Zuweilen „vertut“ sich die Gesichtserkennung der Cloud noch und registriert ein und dieselbe Person als verschiedene Menschen. In solchen Fällen könnte man dem Programm auf die Sprünge helfen und diverse „Bilderstapel“ miteinander kombinieren – damit quasi zusammenwächst, was zusammen gehört. Auch das ist nicht unproblematisch, hilft man auf diese Weise doch, das Programm immer mehr zu verbessern und zu präzisieren, bis es „deine“ Leute fast so gut erkennt wie du selbst.

Eines Tages wirst du überflüssig sein und sie werden dir sagen, wer deine guten Freundschaften und wer die weniger guten sind.

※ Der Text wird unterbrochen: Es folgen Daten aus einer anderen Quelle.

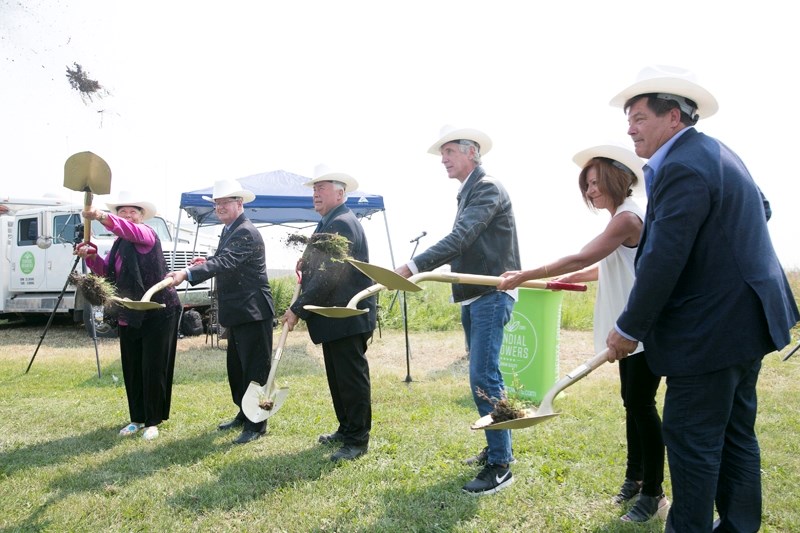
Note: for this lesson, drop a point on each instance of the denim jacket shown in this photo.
(484, 237)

Zuerst vielleicht noch wohlmeinend, später zunehmend harsch und herrisch? Wer weiß. Bereits jetzt werden die Personen in einer Art Hitliste nach Bilderhäufigkeit geordnet. Sind diejenigen, die da ganz obenan stehen, also wirklich die wichtigsten Menschen? Oder haben sie sich nur besonders oft und penetrant vor die Kamera gedrängt?

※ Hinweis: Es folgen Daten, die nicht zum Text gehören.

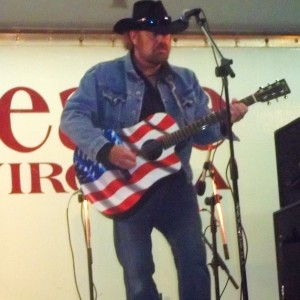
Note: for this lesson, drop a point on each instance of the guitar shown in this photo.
(114, 191)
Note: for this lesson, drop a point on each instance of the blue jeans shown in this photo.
(171, 207)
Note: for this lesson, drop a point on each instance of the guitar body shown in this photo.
(113, 191)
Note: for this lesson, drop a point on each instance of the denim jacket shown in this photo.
(110, 95)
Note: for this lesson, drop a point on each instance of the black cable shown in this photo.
(70, 244)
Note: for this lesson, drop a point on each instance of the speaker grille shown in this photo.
(287, 143)
(287, 238)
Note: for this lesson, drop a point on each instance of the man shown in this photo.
(119, 94)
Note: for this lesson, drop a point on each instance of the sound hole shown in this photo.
(152, 149)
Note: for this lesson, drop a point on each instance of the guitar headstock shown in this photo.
(278, 89)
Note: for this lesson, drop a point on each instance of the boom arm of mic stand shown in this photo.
(224, 69)
(223, 72)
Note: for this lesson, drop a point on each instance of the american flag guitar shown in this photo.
(113, 191)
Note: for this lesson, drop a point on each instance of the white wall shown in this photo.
(35, 256)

Vollends stupend finde ich eine Fähigkeit der Cloud, die jetzt erst so recht zum Tragen kommt: Die Gesichtserkennung, einmal auf bestimmte Menschen „geeicht“, lässt sich auch durch Masken kaum in die Irre führen. Offenbar reichen mitunter schon Frisur bzw. Haaransatz, die Form der Stirn, vor allem die Augen und möglicherweise auch der Kleidungsstil oder wiederkehrende Kleidungsstücke aus, um jemanden recht eindeutig zu kennzeichnen. Hierin ist das Programm vielleicht sogar schon genauer als man selbst, der man jetzt bei Begegnungen gelegentlich ein paar Sekunden lang rätselt, welches bekannte Gesicht sich hinter einer Schutzmaske verbirgt.

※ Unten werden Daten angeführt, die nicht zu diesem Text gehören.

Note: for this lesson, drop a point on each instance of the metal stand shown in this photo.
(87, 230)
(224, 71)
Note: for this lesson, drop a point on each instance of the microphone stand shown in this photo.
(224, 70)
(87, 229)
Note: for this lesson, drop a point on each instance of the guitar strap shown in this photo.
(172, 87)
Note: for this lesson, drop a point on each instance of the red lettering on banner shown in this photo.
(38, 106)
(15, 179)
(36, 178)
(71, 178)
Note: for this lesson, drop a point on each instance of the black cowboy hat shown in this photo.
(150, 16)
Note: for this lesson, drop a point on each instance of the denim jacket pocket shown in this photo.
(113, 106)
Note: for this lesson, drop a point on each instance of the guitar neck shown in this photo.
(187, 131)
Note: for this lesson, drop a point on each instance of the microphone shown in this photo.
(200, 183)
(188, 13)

Speziell in Asien vorangetrieben

Höchstwahrscheinlich ist dieses Feature in Asien vorangetrieben worden, wo viele Menschen seit jeher Alltagsmasken tragen. Ob die Sache in den USA in weitaus besseren Händen ist, steht dahin. In China freilich wird soziales Verhalten ungleich mehr unter Kontrolle gebracht und in erwünschte Richtungen gelenkt. Ungezählte Kameras, versehen mit avancierten Möglichkeiten der Gesichts- und Bewegungserkennung, erfassen weite Teile des (halb)öffentlichen Lebens, mit anderen digitalen Techniken regieren Autokraten jeder Couleur bis ins Private hinein. Virale Ausbreitungen mag sie verhindern oder mindern, doch gegen derlei Kontrollmechanismen hilft auch keine Maske mehr.

Und noch eins: Neuerdings sparen sich viele Medien die früher übliche Verpixelung, sofern die Abgebildeten Masken tragen. Sie haben ihre rechtliche Rechnung anscheinend ohne Rücksicht auf die fortgeschrittenen Fähigkeiten der Gesichtserkennung gemacht.